Previous discussion on IRLO

Dec 06 '21 21:12 moulins

This RFC does not explain how references to the reference would be handled. That is, the following code must be well formed:

pub fn banana(val: &mut E) -> Option<&mut &u16> {
    match val {
        E::A(ref mut val) => Some(val),
        _ => None
    }
}

let reference: &mut &u16 = banana(enum).unwrap();
static SOME_REF: u16 = 42;
*reference = &SOME_REF; // How does the compiler know it needs to copy over / remove the discriminant from alignment bits?

Right now the value returned by banana violates the validity invariants for the reference types and I don't see how the alignment niche bits could be masked out anywhere, as the knowledge of the reference being part of an enum is lost.

Dec 06 '21 21:12 nagisa

Right now the value returned by banana violates the validity invariants for the reference types and I don't see how the alignment niche bits could be masked out anywhere, as the knowledge of the reference being part of an enum is lost.

Under my proposal, either we have a E::A and the value inside is a valid reference, correctly aligned, or we don't have a reference at all, so there's no problem.

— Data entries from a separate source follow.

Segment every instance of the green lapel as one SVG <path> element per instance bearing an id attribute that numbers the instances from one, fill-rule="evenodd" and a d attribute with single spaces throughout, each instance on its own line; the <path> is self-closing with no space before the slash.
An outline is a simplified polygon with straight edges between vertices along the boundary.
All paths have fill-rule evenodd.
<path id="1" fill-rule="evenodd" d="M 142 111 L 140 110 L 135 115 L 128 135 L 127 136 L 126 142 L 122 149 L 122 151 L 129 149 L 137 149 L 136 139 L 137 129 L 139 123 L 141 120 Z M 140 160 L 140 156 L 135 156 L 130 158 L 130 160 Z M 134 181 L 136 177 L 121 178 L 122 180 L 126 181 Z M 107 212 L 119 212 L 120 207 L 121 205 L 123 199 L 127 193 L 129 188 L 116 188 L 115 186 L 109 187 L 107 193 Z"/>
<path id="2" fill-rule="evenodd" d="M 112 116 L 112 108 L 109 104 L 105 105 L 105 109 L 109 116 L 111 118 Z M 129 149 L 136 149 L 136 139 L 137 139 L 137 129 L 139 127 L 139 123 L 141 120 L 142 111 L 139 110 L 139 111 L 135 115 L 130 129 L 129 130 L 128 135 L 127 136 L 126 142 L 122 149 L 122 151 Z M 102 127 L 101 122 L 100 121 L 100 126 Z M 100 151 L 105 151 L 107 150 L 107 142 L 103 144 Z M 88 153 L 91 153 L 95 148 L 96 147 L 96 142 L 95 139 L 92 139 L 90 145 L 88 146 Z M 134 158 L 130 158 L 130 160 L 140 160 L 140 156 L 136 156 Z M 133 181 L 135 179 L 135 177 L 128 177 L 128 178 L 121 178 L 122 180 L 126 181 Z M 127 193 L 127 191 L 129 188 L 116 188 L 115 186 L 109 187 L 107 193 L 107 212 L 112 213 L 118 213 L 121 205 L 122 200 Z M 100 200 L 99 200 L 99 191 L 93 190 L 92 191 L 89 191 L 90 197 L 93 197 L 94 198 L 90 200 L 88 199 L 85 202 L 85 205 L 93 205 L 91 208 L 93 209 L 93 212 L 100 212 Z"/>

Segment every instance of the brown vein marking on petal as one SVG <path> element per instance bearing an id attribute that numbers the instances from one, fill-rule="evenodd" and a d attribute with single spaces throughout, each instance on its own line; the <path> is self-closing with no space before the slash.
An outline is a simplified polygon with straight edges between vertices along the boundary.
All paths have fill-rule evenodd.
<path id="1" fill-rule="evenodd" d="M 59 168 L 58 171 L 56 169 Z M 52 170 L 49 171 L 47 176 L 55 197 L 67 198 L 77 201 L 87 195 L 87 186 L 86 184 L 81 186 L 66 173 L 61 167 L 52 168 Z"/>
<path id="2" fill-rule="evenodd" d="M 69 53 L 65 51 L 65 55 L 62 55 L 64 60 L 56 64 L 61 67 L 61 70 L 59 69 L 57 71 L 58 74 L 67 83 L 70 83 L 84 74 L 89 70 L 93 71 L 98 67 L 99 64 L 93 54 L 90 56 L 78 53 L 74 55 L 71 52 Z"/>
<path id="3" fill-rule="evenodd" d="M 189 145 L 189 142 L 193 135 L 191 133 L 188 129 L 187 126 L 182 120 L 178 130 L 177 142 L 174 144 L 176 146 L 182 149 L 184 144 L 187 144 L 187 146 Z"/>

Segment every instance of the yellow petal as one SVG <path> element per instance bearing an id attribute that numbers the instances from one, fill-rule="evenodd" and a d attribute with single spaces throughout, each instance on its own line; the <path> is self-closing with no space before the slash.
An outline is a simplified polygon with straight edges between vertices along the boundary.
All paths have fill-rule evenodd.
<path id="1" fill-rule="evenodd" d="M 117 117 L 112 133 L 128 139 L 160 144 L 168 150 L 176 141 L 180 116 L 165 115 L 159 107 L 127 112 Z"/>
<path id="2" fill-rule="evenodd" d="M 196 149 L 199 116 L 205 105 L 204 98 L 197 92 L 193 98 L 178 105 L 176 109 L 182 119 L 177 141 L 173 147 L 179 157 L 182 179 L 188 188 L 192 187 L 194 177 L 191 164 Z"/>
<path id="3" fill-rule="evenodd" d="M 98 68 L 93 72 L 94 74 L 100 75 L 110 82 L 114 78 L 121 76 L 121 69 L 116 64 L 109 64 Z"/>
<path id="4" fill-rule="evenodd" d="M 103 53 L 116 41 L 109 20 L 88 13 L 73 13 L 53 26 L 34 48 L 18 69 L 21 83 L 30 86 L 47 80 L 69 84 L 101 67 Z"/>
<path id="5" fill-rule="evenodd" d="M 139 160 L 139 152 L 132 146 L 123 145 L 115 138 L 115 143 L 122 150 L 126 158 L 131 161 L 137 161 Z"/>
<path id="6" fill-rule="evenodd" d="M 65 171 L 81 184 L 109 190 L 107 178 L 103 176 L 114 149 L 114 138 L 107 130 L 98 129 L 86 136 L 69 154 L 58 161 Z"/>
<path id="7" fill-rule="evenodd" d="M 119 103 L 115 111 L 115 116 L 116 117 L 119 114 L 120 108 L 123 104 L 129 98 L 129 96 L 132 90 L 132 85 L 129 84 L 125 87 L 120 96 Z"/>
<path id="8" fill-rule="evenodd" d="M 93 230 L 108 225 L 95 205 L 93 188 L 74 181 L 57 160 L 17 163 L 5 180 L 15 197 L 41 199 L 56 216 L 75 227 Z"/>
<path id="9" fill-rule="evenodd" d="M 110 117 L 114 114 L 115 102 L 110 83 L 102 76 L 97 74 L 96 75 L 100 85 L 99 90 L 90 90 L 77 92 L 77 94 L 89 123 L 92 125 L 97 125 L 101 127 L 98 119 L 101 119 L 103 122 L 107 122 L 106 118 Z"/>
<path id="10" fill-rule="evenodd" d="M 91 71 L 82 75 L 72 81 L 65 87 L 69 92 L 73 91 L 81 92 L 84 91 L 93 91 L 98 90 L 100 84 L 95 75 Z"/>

It works exactly the same way as the null pointer optimization (take your example and replace &mut E by &mut Option<&u16>).

Dec 06 '21 21:12 moulins

one possible way to spell Aligned<T> is &'unsafe T: see #3199

Dec 07 '21 18:12 programmerjake

one possible way to spell Aligned<T> is &'unsafe T

That could actually be pretty elegant; it would remove the need for defining the new niches via custom attributes.

Dec 07 '21 18:12 moulins

With respect to Aligned<_>: I remember people some time ago floating the idea of adding yet more pointer niches by recognising the fact that under some ABIs, certain pointer ranges are reserved and cannot possibly be allocated addresses (see e.g. #2400). If work on this feature were to resume, we’d have to invent yet another wrapper to express yet another pointer invariant.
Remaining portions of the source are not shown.